Yeah, no, it truly is. I mean, I often wondered, right, if you're since I started 25, 27 years back in clinical research, right, the burden of clinical, like if you're trained as a physician, if you're trained as a paramedical, if you're trained to to and trained and not just trained, trained and licensed. I mean, there is a very rigorous licensing procedure for medical professionals anywhere in the world. Right. Why is it so much more harder for you to do a clinical trial?

Why is only a fraction of people have the wherewithal to be able to do it? Why is it that difficult? Because everybody's seeing patients, all the physicians trained in the world, only 2 to 3 % physicians actually end up doing clinical trials successfully. It is because the operational burden is so high, because of the lack of some of the systems which can support that, because of the cognitive...

load is too high to be able to remember, okay, this is the ICF, is of this. These are the things. I mean, why can't those things be made more systematized, right?

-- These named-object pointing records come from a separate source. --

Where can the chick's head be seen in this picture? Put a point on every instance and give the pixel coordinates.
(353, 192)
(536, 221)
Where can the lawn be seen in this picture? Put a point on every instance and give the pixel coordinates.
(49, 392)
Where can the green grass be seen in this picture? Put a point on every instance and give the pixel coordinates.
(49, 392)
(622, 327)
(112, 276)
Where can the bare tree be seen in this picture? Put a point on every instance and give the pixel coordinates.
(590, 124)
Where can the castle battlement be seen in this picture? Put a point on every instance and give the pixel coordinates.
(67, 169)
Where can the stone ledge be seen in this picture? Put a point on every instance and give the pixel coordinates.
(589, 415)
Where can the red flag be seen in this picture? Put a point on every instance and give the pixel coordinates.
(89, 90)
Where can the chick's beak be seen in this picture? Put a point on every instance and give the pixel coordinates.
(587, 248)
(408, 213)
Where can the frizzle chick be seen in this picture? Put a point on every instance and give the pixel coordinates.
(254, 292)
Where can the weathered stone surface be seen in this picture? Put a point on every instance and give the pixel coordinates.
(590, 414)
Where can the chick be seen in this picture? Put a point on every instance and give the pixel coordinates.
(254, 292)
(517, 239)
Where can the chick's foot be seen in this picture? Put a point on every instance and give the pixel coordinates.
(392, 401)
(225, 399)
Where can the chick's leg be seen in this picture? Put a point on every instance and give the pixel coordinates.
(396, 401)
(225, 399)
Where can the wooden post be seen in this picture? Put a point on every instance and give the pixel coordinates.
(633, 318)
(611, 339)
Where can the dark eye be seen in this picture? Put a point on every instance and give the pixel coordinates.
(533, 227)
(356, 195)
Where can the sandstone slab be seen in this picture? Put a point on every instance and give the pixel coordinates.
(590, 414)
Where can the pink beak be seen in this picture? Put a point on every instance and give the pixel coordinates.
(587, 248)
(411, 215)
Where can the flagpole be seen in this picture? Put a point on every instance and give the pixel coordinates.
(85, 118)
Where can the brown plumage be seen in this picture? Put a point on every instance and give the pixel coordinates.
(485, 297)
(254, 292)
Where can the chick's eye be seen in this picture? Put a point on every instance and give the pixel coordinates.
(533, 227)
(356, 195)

Like how we use an iPhone in a simple way. So I think we are getting to that place in time where that level of democratization of clinical trials, access for patients and physicians to do clinical trials and be part of research and meaningful stuff and bring and be part of bringing

Ram Yalamanchili (28:31.519)

Okay.

Gaurav Bhatnagar (28:51.924)

advanced therapeutics to market is not too far. I strongly believe that.

Ram Yalamanchili (28:55.689)

Yeah, yeah, yeah, definitely. All right, great. Well, thanks for your time. I think this is an interesting recap and sort of hopefully by the time we do more of these summaries in the next months to come, there'll be more breakthroughs and more interesting stuff to share.